The detection of monoclonality of T-cell receptor (TCR) gene by polymerase chain reaction (PCR) or Southern blot analysis is also an important finding in MF and can be a diagnostic clue in the cases that mimic BIDs both clinically and pathologically. PCR analysis is more sensitive than Southern blot analysis [22]. Southern blot analysis could fail to detect monoclonality in many early MF cases [23] and thus, PCR analysis is more frequently used in the diagnosis of early MF. The recent report showed that clonal TCR gene rearrangement was demonstrated in 83% of early MF cases by PCR analysis [24]. However, due to high sensitivity, the presence of monoclonality by PCR can be seen in some BID cases, because not monoclonal but oligoclonal accumulation of T cells occurs in BIDs [25,26,27]. Detection of identical clones from two different sites was reported to be highly specific for MF [28].
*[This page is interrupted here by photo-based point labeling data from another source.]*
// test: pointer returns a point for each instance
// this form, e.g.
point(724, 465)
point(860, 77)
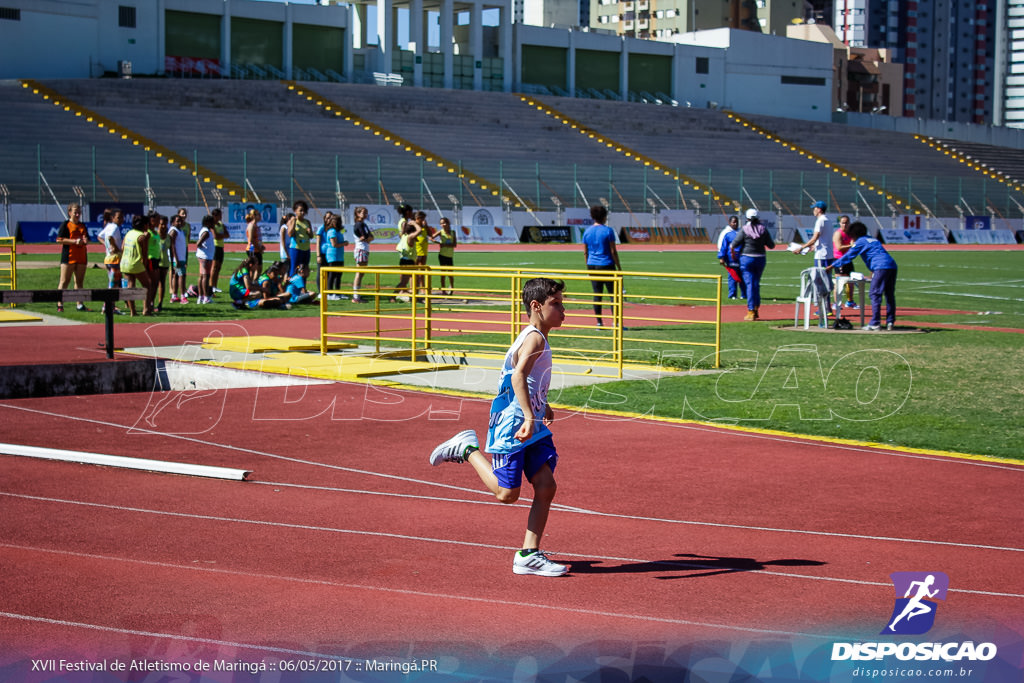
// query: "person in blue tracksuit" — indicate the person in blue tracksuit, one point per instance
point(883, 269)
point(728, 259)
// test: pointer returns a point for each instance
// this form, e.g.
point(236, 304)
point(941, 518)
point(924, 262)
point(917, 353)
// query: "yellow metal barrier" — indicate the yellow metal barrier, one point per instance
point(481, 318)
point(8, 263)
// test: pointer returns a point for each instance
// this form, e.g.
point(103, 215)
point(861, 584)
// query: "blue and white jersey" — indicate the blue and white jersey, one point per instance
point(506, 414)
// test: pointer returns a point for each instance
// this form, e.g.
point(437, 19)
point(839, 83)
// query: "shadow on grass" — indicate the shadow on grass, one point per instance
point(697, 567)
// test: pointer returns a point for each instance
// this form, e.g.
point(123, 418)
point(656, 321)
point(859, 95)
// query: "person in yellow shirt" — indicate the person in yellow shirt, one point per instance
point(73, 238)
point(220, 232)
point(445, 257)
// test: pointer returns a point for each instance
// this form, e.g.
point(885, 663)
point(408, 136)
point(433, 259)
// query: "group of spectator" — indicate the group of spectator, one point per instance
point(415, 237)
point(742, 253)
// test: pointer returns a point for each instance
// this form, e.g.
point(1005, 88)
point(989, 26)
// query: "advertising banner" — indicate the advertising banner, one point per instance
point(977, 222)
point(984, 237)
point(41, 231)
point(547, 233)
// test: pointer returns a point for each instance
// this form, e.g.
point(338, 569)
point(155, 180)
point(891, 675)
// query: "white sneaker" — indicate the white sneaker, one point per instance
point(454, 450)
point(538, 563)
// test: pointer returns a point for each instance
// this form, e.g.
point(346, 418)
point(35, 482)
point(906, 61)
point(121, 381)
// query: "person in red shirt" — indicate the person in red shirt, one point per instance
point(73, 237)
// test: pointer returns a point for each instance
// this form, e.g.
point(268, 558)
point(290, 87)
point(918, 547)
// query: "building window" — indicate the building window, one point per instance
point(126, 16)
point(802, 80)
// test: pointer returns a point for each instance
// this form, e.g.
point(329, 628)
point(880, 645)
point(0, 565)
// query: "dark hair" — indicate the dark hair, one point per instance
point(248, 261)
point(540, 289)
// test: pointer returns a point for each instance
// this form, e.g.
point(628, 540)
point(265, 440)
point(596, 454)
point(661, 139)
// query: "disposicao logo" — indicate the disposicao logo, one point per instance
point(916, 593)
point(913, 613)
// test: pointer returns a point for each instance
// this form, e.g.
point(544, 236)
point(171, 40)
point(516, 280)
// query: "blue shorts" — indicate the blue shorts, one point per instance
point(509, 467)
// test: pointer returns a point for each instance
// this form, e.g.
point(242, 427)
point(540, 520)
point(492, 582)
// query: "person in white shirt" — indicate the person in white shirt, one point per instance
point(112, 240)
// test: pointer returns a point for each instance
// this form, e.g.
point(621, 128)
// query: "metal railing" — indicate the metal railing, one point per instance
point(652, 316)
point(8, 263)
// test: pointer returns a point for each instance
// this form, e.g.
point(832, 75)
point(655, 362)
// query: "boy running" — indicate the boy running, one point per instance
point(518, 438)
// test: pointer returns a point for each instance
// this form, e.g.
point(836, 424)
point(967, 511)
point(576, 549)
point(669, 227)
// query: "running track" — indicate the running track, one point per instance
point(346, 543)
point(694, 549)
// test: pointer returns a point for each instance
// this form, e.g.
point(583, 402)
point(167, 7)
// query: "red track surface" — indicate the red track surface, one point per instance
point(346, 543)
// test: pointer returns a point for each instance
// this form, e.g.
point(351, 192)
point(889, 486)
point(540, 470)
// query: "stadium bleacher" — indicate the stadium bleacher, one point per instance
point(261, 131)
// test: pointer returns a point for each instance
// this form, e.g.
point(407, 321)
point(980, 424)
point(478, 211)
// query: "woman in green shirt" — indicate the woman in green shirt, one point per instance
point(133, 257)
point(300, 232)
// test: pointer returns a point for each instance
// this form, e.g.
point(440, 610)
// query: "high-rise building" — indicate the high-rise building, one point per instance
point(947, 48)
point(1009, 99)
point(660, 19)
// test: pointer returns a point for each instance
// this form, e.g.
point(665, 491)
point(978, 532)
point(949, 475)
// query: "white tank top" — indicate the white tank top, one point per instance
point(506, 414)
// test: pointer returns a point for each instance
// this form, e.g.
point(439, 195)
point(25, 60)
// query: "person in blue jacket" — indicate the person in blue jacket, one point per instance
point(883, 269)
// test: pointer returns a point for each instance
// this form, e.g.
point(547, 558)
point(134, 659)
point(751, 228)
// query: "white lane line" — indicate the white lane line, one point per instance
point(695, 427)
point(663, 520)
point(142, 464)
point(669, 564)
point(419, 594)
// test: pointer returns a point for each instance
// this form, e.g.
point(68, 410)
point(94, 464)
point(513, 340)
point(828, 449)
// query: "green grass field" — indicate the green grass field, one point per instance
point(947, 389)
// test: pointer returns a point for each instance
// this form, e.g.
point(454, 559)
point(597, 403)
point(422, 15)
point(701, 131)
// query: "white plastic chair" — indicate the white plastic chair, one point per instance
point(809, 295)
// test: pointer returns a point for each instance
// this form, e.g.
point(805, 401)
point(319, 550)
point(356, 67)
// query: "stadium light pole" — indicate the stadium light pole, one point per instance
point(5, 194)
point(456, 209)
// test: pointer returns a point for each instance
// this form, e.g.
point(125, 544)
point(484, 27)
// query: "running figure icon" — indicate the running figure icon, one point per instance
point(920, 592)
point(915, 607)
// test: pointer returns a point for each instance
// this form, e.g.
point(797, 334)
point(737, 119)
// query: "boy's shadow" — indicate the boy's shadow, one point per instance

3. Algorithm for Diagnosis of Early Mycosis Fungoides

The diagnosis of early MF is made comprehensively based on combined findings described above. In 2005, the International Society for Cutaneous Lymphoma proposed the algorithm for diagnosis of early classical MF (Table 1) [17]. When a sum total of four or more points is achieved, the diagnosis of MF is made. Compared to immunohistochemical and molecular findings, clinical and pathological findings are regarded as more important. If the patient meets the basic and two or more additional criteria of clinical and pathological findings, the diagnosis of early MF can be made without immunohistochemical and molecular analyses. On the other hand, even if the patient meets the immunohistochemical and molecular criteria, additional clinical and/or pathological findings are needed.
The validity of the algorithm was first evaluated by Vandergriff et al. in 2015 [29]. They retrospectively applied the algorithm to 24 early MF patients and 10 patients with skin diseases mimicking MF, such as eczema, drug eruption, and psoriasis. Twenty-one out of 24 early MF patients met or exceeded the four-point threshold, while four points were achieved only in four MF mimics, and none achieved five or six points. The sensitivity and specificity were 87.5% and 60% respectively and the algorithm was found to be a statistically valid for distinguishing MF from its mimics. As the analysis of TCR clonality is unavailable in some facilities and detection rates depend on the methods, some group assessed the validity of the algorithm excluding the molecular biological criteria. Amorim et al. retrospectively reviewed 67 early MF patients clinically, pathologically, and immunohistochemically [30]. They found that 43 of 67 patients (64%) met the basic and two or more additional criteria of clinical and pathological findings and the diagnosis of early MF could be made by those findings. Moreover, when immunohistochemical analysis was added, 61 of 67 patients (91%) met the criteria for the diagnosis of early MF. Similarly, the other group also showed that the sensitivity of the algorithm excluding biological molecular criteria was 93%, while the algorithm including the criteria achieved 100% sensitivity [31]. Collectively, the algorithm is highly sensitive and most early MF cases can be diagnosed accurately, but the specificity has not yet been validated sufficiently. The modification of the algorithm to improve the specificity and sensitivity may be desirable.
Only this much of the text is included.